Why, then, would it not use it in the range query? Why would it not consider it as a possible key (I could live with FORCE KEY if that would solve the problem). This problem undermines some efforts of mine for nice optimization tricks.

[UPDATE: the above is a simplified version of a very large table I was using (~50M rows, ~30GB), and on which same results were achieved]

Any ideas or suggestions?

25
Leave a Reply

avatar
25 Comment threads
0 Thread replies
0 Followers
 
Most reacted comment
Hottest comment thread
10 Comment authors
Rick JamesXaprbShantanu OakDean Ellishartmut Recent comment authors

This site uses Akismet to reduce spam. Learn how your comment data is processed.

  Subscribe  
Notify of
Roland Bouman
Guest

Hi Shlomi!

I think this is because you have such a smalll dataset – just 10 wee rows.

Make it a some hundred thousends (or tens of thousends) and you should see the index being used.

Justin Swanhart
Guest

It all boils to to optimizer statistics. You will get the same result if you do: select * from t where a<2; This is because your range scan reads the entire table. It is faster to read the entire table with a FTS than it is to read the full table by index. Do you get a range scan when you do this? select * from t where (a,b) < (1,2); And do you get an index scan (covering index) when you do this? select a,b from t where (a,b) < (2,2); If the answer to the last two questions… Read more »

Justin Swanhart
Guest

Also, I’m a little unsure what mean with row comparators.

is
select * from t where (a,b) < (2,2) equivalent to:

select * from t where a<2 and b<2
OR
select * from t where a<=2 and b<2

in other words:

is (2,1) < (2,2) ?

Harrison Fisk
Guest
Harrison Fisk

I’m pretty sure that row comparison operators just can’t use indexes in MySQL.

If you check out:

http://dev.mysql.com/doc/refman/5.0/en/subquery-restrictions.html

You see this gem:

* Row constructors are not well optimized.
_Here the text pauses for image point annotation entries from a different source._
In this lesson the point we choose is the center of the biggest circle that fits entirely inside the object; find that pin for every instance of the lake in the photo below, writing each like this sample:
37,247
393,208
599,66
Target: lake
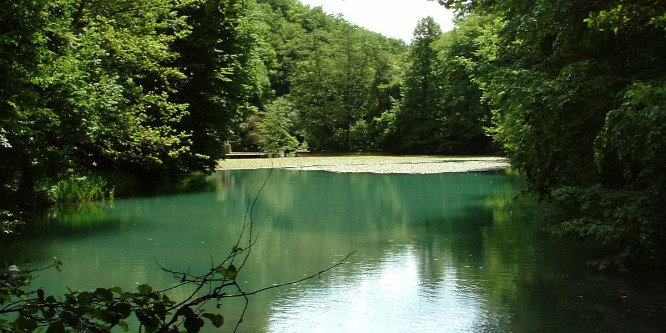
453,252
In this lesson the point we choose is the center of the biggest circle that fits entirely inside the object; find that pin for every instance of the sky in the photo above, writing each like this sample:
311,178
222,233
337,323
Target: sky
391,18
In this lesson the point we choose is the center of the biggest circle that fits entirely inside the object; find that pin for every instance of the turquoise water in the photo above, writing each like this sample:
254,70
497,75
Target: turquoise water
434,253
The following two expressions are equivalent, but only the second can be optimized:

(col1, col2, …) = (val1, val2, …)
col1 = val1 AND col2 = val2 AND …

Matthew Montgomery
Guest
Matthew Montgomery

Possible work around is to make sure you have a covering index when doing ROW() comparisons. mysql> desc SELECT * FROM t WHERE (a,b) > (2,2); +—-+————-+——-+——+—————+——+———+——+——+————-+ | id | select_type | table | type | possible_keys | key | key_len | ref | rows | Extra | +—-+————-+——-+——+—————+——+———+——+——+————-+ | 1 | SIMPLE | t | ALL | NULL | NULL | NULL | NULL | 37 | Using where | +—-+————-+——-+——+—————+——+———+——+——+————-+ 1 row in set (0.00 sec) mysql> alter table t add index (a,b,c); Query OK, 37 rows affected (0.08 sec) Records: 37 Duplicates: 0 Warnings: 0 mysql> desc… Read more »

hartmut
Guest
hartmut

I *think* we have a bug report for that already, can’t find it in the bugs database though …

Dean Ellis
Guest

Row comparators simply aren’t very well-optimized in MySQL yet. This is a documented limitation, although if memory serves it’s actually mentioned as a subquery limitation.

Some cases are handled properly (equality checks should behave in 5.1). Others you simply have to expand (ie: WHERE (a<2) OR (a=2 AND b<2)).

Roland Bouman
Guest

Hi Justin,

the syntax (a,b) < (x,y)

means:

CASE
WHEN a > x THEN FALSE
WHEN a = x THEN
CASE
WHEN b < y THEN TRUE
ELSE FALSE
END
END

Roland Bouman
Guest

darn…something is not well with literal <

me tries again….

(a,b) < (x,y) is equivalent to:

CASE
WHEN a > x THEN FALSE
WHEN a < x THEN TRUE
ELSE CASE
WHEN b < y THEN TRUE
ELSE FALSE
END
END

Shantanu Oak
Guest

1) Have you tried it on 5.1 version of MySQL?
2) Do you get the same explain plan with and without “limit” ?
3) What is the actual time that it took to return the results?

Harrison Fisk
Guest
Harrison Fisk

The query isn’t a subquery, however for some reason that is where the docs mentions the restriction about row operators. I suspect it was because the row operators were added at the same time as subqueries.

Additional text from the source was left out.